Bad Blood, One Punch, Sanitized Sports

We are fairly certain that “officially” Rougned Odor of the Rangers will probably be coerced into apologizing to the media and fans of MLB. He landed a clean, Tyson-worthy punch to the noggin of Jays Jose Bautista last Sunday, after he was nearly taken out by a legal but hard slide.

Baseball FightThe punch was not about the slide. It was about bad blood between the two teams going back to last season’s playoffs and an idiotic bat flip. If baseball were an animal, it would be an elephant on steroids. We’ll get to that topic in a minute.
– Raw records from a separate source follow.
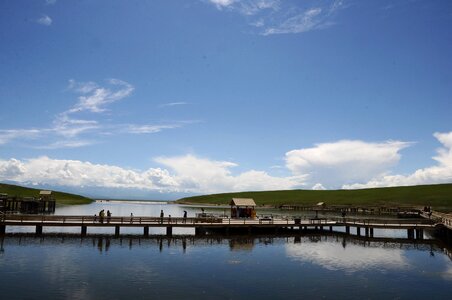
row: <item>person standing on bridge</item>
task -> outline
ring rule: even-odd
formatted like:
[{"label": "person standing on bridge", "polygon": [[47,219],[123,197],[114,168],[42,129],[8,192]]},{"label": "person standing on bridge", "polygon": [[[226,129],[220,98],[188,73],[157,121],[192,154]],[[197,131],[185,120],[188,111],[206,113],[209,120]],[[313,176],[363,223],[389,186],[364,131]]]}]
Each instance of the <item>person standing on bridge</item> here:
[{"label": "person standing on bridge", "polygon": [[163,209],[160,210],[160,224],[163,224]]},{"label": "person standing on bridge", "polygon": [[111,219],[111,212],[110,212],[110,210],[107,210],[107,223],[110,223],[110,219]]},{"label": "person standing on bridge", "polygon": [[184,210],[184,223],[187,223],[187,211]]},{"label": "person standing on bridge", "polygon": [[99,222],[103,223],[104,222],[104,217],[105,217],[105,211],[102,209],[99,212]]}]

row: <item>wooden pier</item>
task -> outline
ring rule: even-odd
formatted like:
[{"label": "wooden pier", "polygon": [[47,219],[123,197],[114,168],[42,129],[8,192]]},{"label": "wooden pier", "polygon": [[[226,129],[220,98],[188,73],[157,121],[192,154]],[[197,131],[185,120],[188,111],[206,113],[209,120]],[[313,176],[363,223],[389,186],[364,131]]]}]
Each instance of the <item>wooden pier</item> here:
[{"label": "wooden pier", "polygon": [[50,191],[41,191],[39,197],[17,197],[0,194],[0,212],[54,213],[56,201]]},{"label": "wooden pier", "polygon": [[304,231],[334,232],[374,237],[374,229],[399,229],[406,231],[408,239],[423,239],[424,230],[443,227],[432,219],[231,219],[231,218],[159,218],[159,217],[104,217],[98,216],[56,216],[56,215],[0,215],[0,235],[7,227],[32,226],[40,235],[45,227],[78,227],[80,235],[88,234],[91,228],[114,228],[119,236],[121,228],[142,228],[149,236],[150,228],[164,228],[167,236],[173,235],[173,228],[194,228],[195,235],[207,234],[264,234],[297,233]]}]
“The punch” was shown no less than 20 times within 30 minutes of sports programming the other day. Each time the punch connected. Each time there were shrieks of on-air horror as Bautista’s head snapped back from the contact. The punch was then followed by clearing benches, taunts and other posturing. There will be fines and game suspensions.

The punch

The punch was stupid. Whether it was “vicious” or an “assault” or any of the other descriptors that were applied, is not for me to say from an ethical point of view. The punch was also subjective; Jay’s fans hated it, Rangers fans cheered.
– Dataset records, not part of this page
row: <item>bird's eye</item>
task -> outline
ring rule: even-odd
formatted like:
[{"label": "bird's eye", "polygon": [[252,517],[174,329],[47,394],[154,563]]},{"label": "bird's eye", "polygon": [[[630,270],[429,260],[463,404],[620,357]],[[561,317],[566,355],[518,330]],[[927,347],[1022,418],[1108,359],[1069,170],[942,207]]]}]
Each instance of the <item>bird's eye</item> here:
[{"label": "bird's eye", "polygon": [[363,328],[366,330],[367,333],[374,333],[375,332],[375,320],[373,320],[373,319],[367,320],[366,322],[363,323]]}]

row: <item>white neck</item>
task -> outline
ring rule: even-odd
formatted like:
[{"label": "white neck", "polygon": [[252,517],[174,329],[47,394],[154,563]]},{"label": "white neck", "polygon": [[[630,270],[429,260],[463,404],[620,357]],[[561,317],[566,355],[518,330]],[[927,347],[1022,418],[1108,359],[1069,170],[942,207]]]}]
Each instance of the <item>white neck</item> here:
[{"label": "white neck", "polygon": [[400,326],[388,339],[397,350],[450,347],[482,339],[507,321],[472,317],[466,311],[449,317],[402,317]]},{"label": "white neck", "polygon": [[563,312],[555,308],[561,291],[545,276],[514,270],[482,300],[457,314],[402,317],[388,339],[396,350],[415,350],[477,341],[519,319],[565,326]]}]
There are old, old clips of guys like Rose hammering on Harrelson, or Ryan versus Ventura that are classics. We can go back even further to Marichal hitting Roseboro with a baseball bat and the classic idiot of them all Ty Cobb, spiking just about everyone in his path. They were all stupid, but somehow baseball managed to survive.
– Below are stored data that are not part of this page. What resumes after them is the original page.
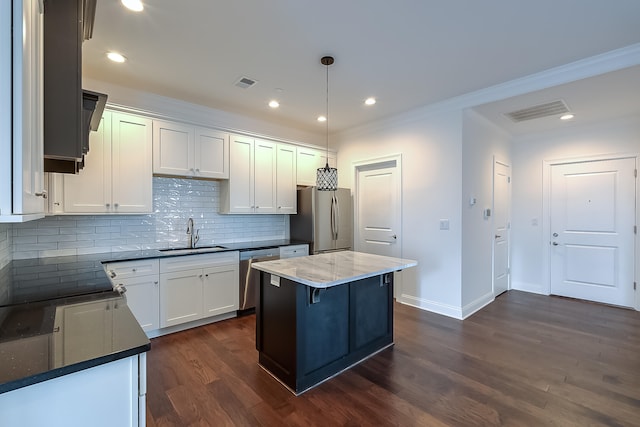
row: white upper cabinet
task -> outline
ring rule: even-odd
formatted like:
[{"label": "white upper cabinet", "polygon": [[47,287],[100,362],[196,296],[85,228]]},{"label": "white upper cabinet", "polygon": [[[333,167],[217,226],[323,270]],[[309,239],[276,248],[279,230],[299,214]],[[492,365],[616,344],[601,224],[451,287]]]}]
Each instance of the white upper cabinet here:
[{"label": "white upper cabinet", "polygon": [[151,119],[105,111],[84,168],[62,178],[63,212],[152,212],[151,138]]},{"label": "white upper cabinet", "polygon": [[255,213],[277,213],[276,144],[255,140]]},{"label": "white upper cabinet", "polygon": [[231,135],[229,181],[221,183],[221,213],[277,213],[276,144]]},{"label": "white upper cabinet", "polygon": [[0,2],[0,29],[0,222],[22,222],[45,212],[40,2]]},{"label": "white upper cabinet", "polygon": [[153,121],[153,173],[229,178],[229,135],[204,127]]},{"label": "white upper cabinet", "polygon": [[229,134],[196,127],[194,139],[196,178],[229,178]]},{"label": "white upper cabinet", "polygon": [[278,144],[276,154],[276,207],[277,213],[297,212],[296,147]]},{"label": "white upper cabinet", "polygon": [[[298,185],[316,185],[316,171],[327,164],[326,150],[298,147],[296,156],[296,183]],[[329,166],[336,167],[336,157],[333,153],[329,153]]]}]

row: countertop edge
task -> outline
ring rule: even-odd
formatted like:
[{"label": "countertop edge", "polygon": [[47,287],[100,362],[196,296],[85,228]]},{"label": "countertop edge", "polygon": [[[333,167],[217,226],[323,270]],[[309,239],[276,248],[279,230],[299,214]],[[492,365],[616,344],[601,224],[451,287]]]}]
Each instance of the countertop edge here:
[{"label": "countertop edge", "polygon": [[374,276],[379,276],[381,274],[385,274],[385,273],[393,273],[396,271],[402,271],[405,268],[410,268],[410,267],[415,267],[416,265],[418,265],[418,263],[414,263],[414,264],[407,264],[407,265],[403,265],[403,266],[399,266],[399,267],[393,267],[393,268],[385,268],[379,271],[375,271],[375,272],[371,272],[371,273],[363,273],[360,275],[355,275],[346,279],[340,279],[340,280],[334,280],[331,282],[314,282],[312,280],[308,280],[308,279],[304,279],[302,277],[297,277],[297,276],[292,276],[289,274],[282,274],[281,272],[277,272],[276,270],[271,270],[269,268],[265,268],[260,266],[259,264],[253,264],[251,267],[255,268],[256,270],[260,270],[260,271],[264,271],[265,273],[269,273],[269,274],[273,274],[274,276],[278,276],[278,277],[283,277],[285,279],[289,279],[293,282],[298,282],[301,283],[303,285],[306,286],[310,286],[312,288],[320,288],[320,289],[326,289],[326,288],[331,288],[333,286],[338,286],[338,285],[343,285],[345,283],[349,283],[349,282],[355,282],[357,280],[361,280],[361,279],[366,279],[368,277],[374,277]]},{"label": "countertop edge", "polygon": [[80,372],[85,369],[94,368],[96,366],[104,365],[106,363],[115,362],[116,360],[124,359],[136,354],[145,353],[151,350],[151,341],[148,341],[144,345],[132,347],[126,350],[121,350],[116,353],[107,354],[104,356],[96,357],[94,359],[85,360],[82,362],[74,363],[73,365],[63,366],[61,368],[54,368],[46,372],[41,372],[35,375],[21,378],[19,380],[9,381],[0,384],[0,394],[7,393],[13,390],[17,390],[30,385],[38,384],[44,381],[52,380],[54,378],[63,377],[68,374]]},{"label": "countertop edge", "polygon": [[[283,277],[285,279],[288,279],[306,286],[324,289],[324,288],[330,288],[332,286],[338,286],[345,283],[354,282],[361,279],[366,279],[369,277],[379,276],[386,273],[401,271],[401,270],[404,270],[405,268],[415,267],[418,265],[417,261],[411,260],[411,259],[405,259],[405,258],[394,258],[394,257],[367,254],[367,253],[354,252],[354,251],[345,251],[344,253],[348,254],[347,257],[352,258],[353,260],[356,261],[356,263],[360,264],[360,268],[359,268],[360,270],[364,269],[366,271],[358,271],[354,274],[351,274],[351,272],[349,274],[345,274],[343,271],[342,273],[337,275],[342,277],[331,278],[334,280],[325,280],[325,281],[313,280],[315,278],[313,276],[317,276],[317,274],[313,272],[313,268],[327,268],[327,267],[335,267],[336,264],[339,265],[341,261],[337,260],[335,257],[340,257],[342,252],[309,255],[306,257],[291,258],[286,260],[264,261],[264,262],[258,262],[258,263],[252,264],[251,267],[255,268],[256,270],[263,271],[265,273],[269,273],[274,276]],[[311,260],[312,258],[315,258],[314,262],[317,262],[318,263],[317,265],[310,266],[309,264],[306,264],[305,265],[305,267],[307,267],[306,272],[304,271],[304,268],[303,268],[302,274],[293,273],[293,271],[295,271],[296,273],[299,273],[297,268],[293,268],[294,264],[298,264],[298,263],[304,264],[306,263],[307,260]],[[383,265],[383,266],[370,265],[368,266],[368,268],[363,268],[362,266],[363,263],[366,264],[366,262],[371,263],[378,260],[385,261],[387,265]],[[389,263],[393,263],[394,265],[389,265]],[[287,264],[290,264],[290,265],[287,265]],[[310,268],[311,268],[311,273],[309,272]],[[308,277],[304,277],[304,276],[308,276]]]}]

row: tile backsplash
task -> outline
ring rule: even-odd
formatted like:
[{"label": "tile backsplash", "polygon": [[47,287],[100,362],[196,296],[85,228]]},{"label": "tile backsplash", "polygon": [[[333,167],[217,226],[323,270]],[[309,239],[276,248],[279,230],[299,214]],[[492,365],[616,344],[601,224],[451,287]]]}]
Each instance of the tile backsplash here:
[{"label": "tile backsplash", "polygon": [[189,218],[201,246],[288,237],[288,215],[218,214],[219,189],[218,181],[154,177],[151,215],[57,215],[0,225],[0,265],[5,252],[24,259],[181,246]]}]

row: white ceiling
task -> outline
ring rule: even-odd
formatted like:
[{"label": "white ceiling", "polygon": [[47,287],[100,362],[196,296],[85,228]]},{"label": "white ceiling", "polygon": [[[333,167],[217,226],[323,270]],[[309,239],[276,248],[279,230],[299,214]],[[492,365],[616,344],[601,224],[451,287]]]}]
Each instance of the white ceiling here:
[{"label": "white ceiling", "polygon": [[[335,132],[640,43],[638,0],[143,2],[141,13],[98,2],[84,76],[318,133],[326,54],[336,59]],[[128,61],[109,62],[109,50]],[[242,76],[258,84],[234,86]],[[576,120],[640,112],[638,87],[633,67],[478,111],[512,133],[531,132],[547,119],[513,127],[502,113],[558,98]],[[378,103],[365,107],[368,96]],[[279,109],[267,107],[272,98]]]}]

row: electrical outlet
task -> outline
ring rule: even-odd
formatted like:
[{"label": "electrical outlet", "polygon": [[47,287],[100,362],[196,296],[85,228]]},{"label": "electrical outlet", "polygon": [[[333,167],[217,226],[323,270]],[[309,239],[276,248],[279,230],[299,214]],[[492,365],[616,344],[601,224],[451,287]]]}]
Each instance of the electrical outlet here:
[{"label": "electrical outlet", "polygon": [[441,219],[440,220],[440,230],[448,230],[449,229],[449,220]]}]

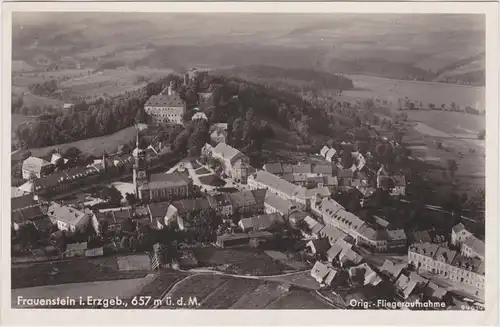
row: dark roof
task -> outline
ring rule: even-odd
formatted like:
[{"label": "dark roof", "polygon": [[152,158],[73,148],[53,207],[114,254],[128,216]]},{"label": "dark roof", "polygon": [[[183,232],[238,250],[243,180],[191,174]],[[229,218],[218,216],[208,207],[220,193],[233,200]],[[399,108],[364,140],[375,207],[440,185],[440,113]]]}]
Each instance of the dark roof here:
[{"label": "dark roof", "polygon": [[454,231],[455,233],[459,233],[460,231],[462,231],[462,230],[464,230],[464,229],[465,229],[465,226],[464,226],[464,224],[462,224],[462,223],[458,223],[458,224],[456,224],[455,226],[453,226],[453,231]]},{"label": "dark roof", "polygon": [[99,170],[93,166],[90,167],[74,167],[68,170],[59,171],[33,181],[34,189],[47,189],[55,187],[59,184],[71,182],[80,178],[85,178],[89,175],[99,173]]},{"label": "dark roof", "polygon": [[165,217],[169,206],[170,202],[158,202],[158,203],[151,203],[150,205],[148,205],[148,208],[149,211],[151,212],[151,216],[153,218],[158,218],[158,217]]},{"label": "dark roof", "polygon": [[40,219],[33,220],[33,225],[38,230],[47,230],[52,227],[53,223],[49,217],[42,217]]},{"label": "dark roof", "polygon": [[142,185],[141,190],[162,189],[166,187],[188,186],[189,178],[179,172],[169,174],[153,174],[149,178],[149,183]]},{"label": "dark roof", "polygon": [[339,169],[337,172],[339,178],[353,178],[354,172],[350,169]]},{"label": "dark roof", "polygon": [[172,95],[158,94],[151,96],[144,104],[145,107],[183,107],[184,101],[175,93]]},{"label": "dark roof", "polygon": [[38,201],[33,198],[32,194],[12,198],[10,201],[10,210],[15,211],[22,208],[37,206]]},{"label": "dark roof", "polygon": [[315,174],[332,174],[332,165],[314,165],[312,166],[312,172]]},{"label": "dark roof", "polygon": [[429,231],[422,230],[413,233],[413,240],[417,243],[431,243],[432,238]]},{"label": "dark roof", "polygon": [[478,258],[470,258],[459,254],[455,256],[451,264],[456,267],[484,275],[484,263]]},{"label": "dark roof", "polygon": [[257,203],[252,191],[231,193],[229,196],[235,207],[251,206]]},{"label": "dark roof", "polygon": [[264,200],[266,199],[266,193],[267,190],[265,188],[252,190],[253,197],[255,198],[255,202],[258,205],[264,204]]},{"label": "dark roof", "polygon": [[312,172],[311,164],[298,164],[292,166],[294,174],[309,174]]},{"label": "dark roof", "polygon": [[271,173],[271,174],[282,174],[283,173],[283,168],[281,166],[281,163],[279,163],[279,162],[265,164],[264,170]]}]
The punch was so “dramatic” because in the currently sanitized, over-officiated, over-hyped, over-endorsed world of professional sports, many of us could not believe that an unscripted punch made its way past 10 layers of imaginary censorship.

Was Odor wrong for throwing the punch? Yes. Was it as wrong as PED abuse slowly infecting collegiate and even high school baseball? No, hell no. The ethical point that we are making is that while the punch was ill-advised, steroid abuse among high school, collegiate and minor league baseball players continues almost unabated and no one seems horrified at all. We are “horrified” on the social media and call-in shows when we see a jerk punch another player, we are not so horrified when the kid down the block suddenly puts on 25 pounds of muscle mass.

Everybody wins

Here is where it all gets jumbled. In a society where educators thought they were helping self-esteem issues by giving every kid a “participation trophy,” we think many people had a secret desire to eliminate competition and replace it with a wimpish Kumbaya mentality. It has affected both little boys and little girls.

Some who witnessed “the punch,” could not believe that after all of the attempts to eliminate competitiveness in sports, it was still possible for two teams to hate the crap out of each other. Many parents view baseball as the last bastion of tree-hugging. It isn’t and never was. Do we condone fighting in baseball? Absolutely not, but there are strong penalties for such stupidity already in place. Odor will get his. Right or wrong, it will happen.

Nevertheless, while the punch might have led to a black eye or split lip, we still don’t know the long term effects of PEDs on the livers, brains, kidneys and hearts of high school, minor league and collegiate athletes.

We cannot help but wonder how many “Everyone Wins” trophy holders turned to chemical assistance when they realized that some were winning better than others.